Draghi breaks new ground with negative interest rate
The European Central Bank (ECB) took the unprecedented step Thursday by imposing a negative interest rate on banks for their deposits—in effect charging lenders to park money with it.
The move was part of a series of measures to combat the euro zone’s growth-sapping disinflation and give a push to its stuttering economic recovery.
At its June monetary policy meeting, the ECB cut the rate on its deposit facility for banks from 0 percent to minus 0.10 percent—the first time a major global central bank has moved rates into negative territory.
It also cut its main interest rate to from 0.25 percent to 0.15 percent, and cut the rate on its marginal lending facility by 35 basis points to 0.4 percent from 0.75 percent.
In addition, he said the ECB had undertaken “preparatory work” in order to conduct a form of U.S.Federal Reserve-style bond-buying by purchasing asset-backed securities (ABS) from banks.
Furthermore, Draghi said the ECB would cease sterilizing the liquidity injected from its Securities Markets Program. The program involved the purchase of bonds from troubled “peripheral” euro zone countries.
“We decided on a combination of measures … to support lending to the real economy,” Draghi said.

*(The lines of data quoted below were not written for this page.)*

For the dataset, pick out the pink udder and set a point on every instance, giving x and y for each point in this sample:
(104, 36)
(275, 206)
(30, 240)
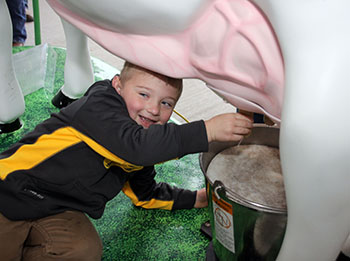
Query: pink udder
(231, 47)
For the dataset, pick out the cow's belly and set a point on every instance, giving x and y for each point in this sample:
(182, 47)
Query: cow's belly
(226, 43)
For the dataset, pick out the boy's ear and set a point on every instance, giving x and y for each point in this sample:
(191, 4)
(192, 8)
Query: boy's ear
(116, 83)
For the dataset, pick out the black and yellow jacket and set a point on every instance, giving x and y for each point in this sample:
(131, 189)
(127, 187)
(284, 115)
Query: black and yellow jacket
(87, 153)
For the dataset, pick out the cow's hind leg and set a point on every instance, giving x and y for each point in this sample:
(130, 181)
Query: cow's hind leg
(78, 72)
(11, 97)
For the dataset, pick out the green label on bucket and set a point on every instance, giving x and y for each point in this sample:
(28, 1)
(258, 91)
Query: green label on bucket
(223, 219)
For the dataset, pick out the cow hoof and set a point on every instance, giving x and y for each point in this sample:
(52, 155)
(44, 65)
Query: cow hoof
(10, 127)
(60, 100)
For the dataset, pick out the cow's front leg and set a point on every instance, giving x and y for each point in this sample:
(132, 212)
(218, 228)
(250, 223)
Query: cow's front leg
(315, 140)
(78, 72)
(11, 97)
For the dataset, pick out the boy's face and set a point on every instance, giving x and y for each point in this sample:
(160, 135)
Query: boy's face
(149, 99)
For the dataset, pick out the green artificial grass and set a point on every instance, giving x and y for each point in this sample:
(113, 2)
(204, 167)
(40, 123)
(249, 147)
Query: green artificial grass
(128, 232)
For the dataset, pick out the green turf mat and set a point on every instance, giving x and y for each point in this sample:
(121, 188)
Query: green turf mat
(127, 232)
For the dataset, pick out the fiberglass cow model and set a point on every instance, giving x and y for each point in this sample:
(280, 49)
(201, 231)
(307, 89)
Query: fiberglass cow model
(236, 47)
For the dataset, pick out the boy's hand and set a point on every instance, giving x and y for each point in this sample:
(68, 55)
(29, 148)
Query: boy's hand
(201, 199)
(228, 127)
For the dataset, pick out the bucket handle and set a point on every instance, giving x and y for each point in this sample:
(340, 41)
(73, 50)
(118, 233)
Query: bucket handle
(219, 187)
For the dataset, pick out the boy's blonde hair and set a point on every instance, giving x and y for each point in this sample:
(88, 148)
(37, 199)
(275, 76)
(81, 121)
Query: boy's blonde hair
(129, 69)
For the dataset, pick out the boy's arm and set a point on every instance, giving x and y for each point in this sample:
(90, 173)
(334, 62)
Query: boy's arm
(145, 192)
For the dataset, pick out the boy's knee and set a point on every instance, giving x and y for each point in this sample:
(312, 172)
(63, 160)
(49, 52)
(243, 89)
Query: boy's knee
(66, 236)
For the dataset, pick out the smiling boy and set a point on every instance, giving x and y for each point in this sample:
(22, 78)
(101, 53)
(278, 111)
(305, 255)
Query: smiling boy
(82, 157)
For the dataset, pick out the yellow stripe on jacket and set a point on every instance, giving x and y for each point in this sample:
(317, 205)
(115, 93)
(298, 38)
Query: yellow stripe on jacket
(47, 145)
(153, 203)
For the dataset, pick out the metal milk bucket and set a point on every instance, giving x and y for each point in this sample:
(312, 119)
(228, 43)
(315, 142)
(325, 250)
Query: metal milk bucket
(244, 229)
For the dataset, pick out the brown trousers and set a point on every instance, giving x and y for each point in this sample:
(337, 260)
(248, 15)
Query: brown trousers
(66, 236)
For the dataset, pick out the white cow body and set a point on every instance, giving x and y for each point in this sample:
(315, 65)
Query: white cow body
(236, 47)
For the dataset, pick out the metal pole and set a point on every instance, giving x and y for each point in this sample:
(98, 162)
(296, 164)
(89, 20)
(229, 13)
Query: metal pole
(36, 22)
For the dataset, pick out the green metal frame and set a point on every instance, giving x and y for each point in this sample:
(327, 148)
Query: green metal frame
(36, 16)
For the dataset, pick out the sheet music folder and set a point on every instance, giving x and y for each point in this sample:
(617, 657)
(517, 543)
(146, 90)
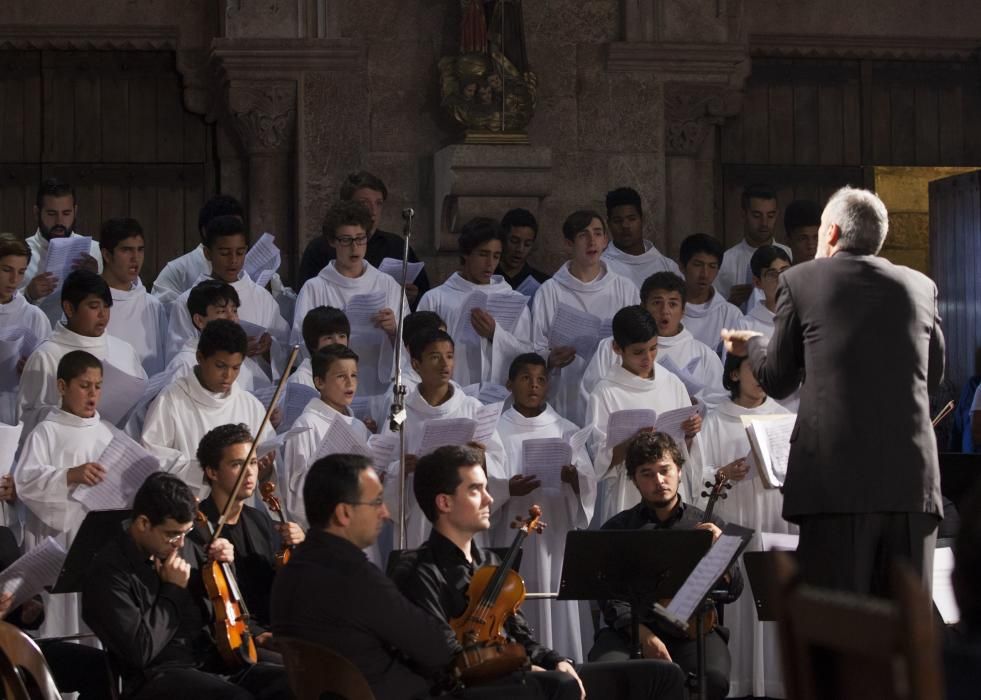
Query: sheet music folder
(98, 528)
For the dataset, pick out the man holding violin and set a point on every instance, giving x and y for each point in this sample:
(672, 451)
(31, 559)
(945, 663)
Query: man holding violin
(144, 598)
(451, 488)
(256, 538)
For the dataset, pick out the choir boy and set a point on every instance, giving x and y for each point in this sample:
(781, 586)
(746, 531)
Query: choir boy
(16, 313)
(487, 356)
(197, 402)
(630, 254)
(637, 384)
(584, 283)
(137, 317)
(85, 302)
(561, 624)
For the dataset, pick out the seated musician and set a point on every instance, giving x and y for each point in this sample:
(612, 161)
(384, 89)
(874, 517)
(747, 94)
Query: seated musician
(451, 488)
(330, 594)
(257, 539)
(654, 465)
(144, 597)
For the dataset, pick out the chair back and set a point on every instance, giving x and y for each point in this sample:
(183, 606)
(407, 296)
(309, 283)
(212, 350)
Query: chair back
(318, 673)
(25, 674)
(845, 646)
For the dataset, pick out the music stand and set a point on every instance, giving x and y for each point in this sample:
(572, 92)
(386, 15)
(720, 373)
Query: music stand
(638, 566)
(98, 528)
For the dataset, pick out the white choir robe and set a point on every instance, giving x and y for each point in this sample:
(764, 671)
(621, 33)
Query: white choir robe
(602, 297)
(183, 413)
(638, 268)
(58, 443)
(257, 306)
(754, 645)
(51, 304)
(682, 349)
(39, 382)
(706, 321)
(619, 391)
(376, 356)
(418, 412)
(761, 319)
(735, 266)
(141, 320)
(298, 457)
(18, 313)
(562, 625)
(488, 360)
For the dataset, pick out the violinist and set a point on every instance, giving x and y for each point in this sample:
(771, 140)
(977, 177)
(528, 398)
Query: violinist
(451, 489)
(257, 538)
(654, 463)
(144, 598)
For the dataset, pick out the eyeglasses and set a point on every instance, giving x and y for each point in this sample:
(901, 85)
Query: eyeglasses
(348, 241)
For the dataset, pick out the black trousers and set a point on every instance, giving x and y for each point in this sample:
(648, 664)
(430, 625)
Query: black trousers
(855, 552)
(610, 645)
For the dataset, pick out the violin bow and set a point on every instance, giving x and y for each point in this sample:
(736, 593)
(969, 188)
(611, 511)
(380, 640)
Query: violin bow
(255, 444)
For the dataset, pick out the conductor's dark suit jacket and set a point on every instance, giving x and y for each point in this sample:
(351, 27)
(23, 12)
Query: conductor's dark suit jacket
(864, 335)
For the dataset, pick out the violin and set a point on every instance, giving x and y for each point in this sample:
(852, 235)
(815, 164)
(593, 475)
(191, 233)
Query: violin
(231, 623)
(494, 596)
(268, 491)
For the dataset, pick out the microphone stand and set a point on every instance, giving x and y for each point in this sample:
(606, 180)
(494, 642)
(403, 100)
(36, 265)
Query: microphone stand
(396, 419)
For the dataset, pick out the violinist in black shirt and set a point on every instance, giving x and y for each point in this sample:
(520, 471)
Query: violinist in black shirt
(654, 464)
(451, 488)
(144, 598)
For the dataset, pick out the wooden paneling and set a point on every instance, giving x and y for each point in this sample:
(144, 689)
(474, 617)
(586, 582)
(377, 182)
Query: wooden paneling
(955, 262)
(113, 124)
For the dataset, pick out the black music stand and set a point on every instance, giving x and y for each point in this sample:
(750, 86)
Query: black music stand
(98, 528)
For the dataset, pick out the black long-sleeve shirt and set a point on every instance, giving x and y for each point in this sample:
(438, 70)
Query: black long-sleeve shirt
(616, 613)
(436, 577)
(330, 594)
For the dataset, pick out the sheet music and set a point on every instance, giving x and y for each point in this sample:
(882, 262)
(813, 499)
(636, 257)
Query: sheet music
(706, 573)
(127, 466)
(120, 393)
(263, 259)
(578, 329)
(446, 431)
(340, 439)
(361, 308)
(670, 421)
(544, 458)
(63, 252)
(769, 436)
(623, 425)
(28, 575)
(486, 419)
(393, 268)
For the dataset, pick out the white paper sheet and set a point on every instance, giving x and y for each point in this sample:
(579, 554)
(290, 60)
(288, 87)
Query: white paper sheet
(623, 425)
(120, 393)
(30, 574)
(127, 466)
(393, 267)
(63, 253)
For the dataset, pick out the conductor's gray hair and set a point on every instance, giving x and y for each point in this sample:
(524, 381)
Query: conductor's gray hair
(862, 218)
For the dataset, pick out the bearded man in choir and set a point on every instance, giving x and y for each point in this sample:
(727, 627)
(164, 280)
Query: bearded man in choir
(257, 539)
(586, 284)
(486, 356)
(16, 316)
(561, 624)
(86, 302)
(637, 384)
(137, 317)
(195, 403)
(58, 456)
(56, 209)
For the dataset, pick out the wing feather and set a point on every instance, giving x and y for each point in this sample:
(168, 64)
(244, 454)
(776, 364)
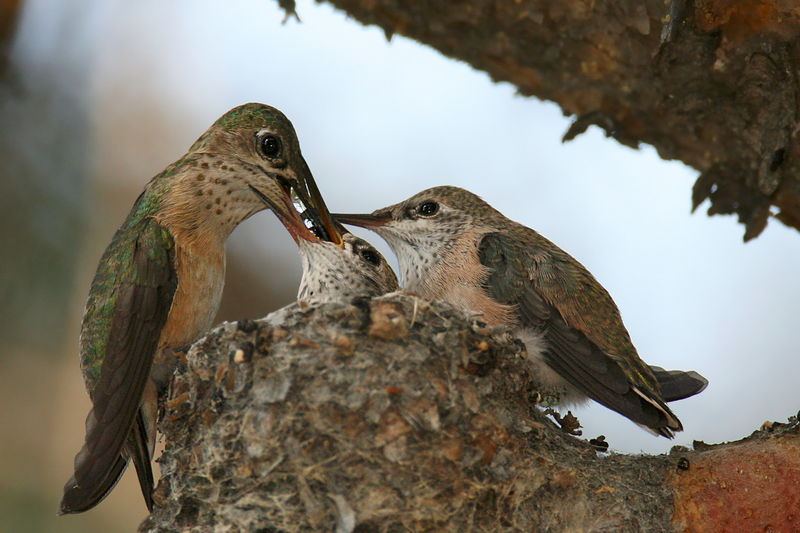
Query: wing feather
(135, 306)
(587, 344)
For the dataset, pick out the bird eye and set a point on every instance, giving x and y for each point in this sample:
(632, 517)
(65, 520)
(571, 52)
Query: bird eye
(370, 256)
(428, 209)
(270, 146)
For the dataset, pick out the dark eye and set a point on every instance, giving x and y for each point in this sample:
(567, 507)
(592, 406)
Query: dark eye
(428, 209)
(270, 146)
(370, 256)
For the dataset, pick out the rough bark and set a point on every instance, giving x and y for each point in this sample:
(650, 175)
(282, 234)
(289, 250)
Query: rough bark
(394, 414)
(713, 83)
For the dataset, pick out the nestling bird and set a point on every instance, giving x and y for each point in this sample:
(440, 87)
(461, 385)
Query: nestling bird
(339, 266)
(453, 246)
(159, 283)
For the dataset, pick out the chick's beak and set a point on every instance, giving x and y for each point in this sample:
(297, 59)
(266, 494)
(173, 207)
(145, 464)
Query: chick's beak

The euro zone’s inflation rate is currently well below the ECB’s target of just under 2 percent, having fallen unexpectedly to 0.5 percent last month, its lowest level since autumn 2009.
The euro declined against the U.S. dollar to 1.351 from 1.3600 after Draghi began speaking. It has shed almost 3 percent from highs near $1.4000 after Draghi prepared the market in May for possible policy action in June.
Meanwhile, the German Dax index rose above 10,000 points for the first time ever and the pan-European FTSEurofirst 300 rose to 1,387.
“We think this is a significant package,” Draghi said. “Are we finished? No.”
He said the decision to launch a raft of stimulus measures had been unanimous across the ECB’s decision-making council.
“I am really very grateful to all my colleagues on the Governing Council,” said Draghi.
Kit Juckes, macro strategist at Societe Generale, said Draghi’s policy announcement would boost markets across the board.
“The gist is that he is doing everything short of full QE (quantitative easing) to support the economy, and that will be reflected in stronger asset prices generally,” Juckes said in a research note.
“The carrot of full QE is still dangling in front of us.”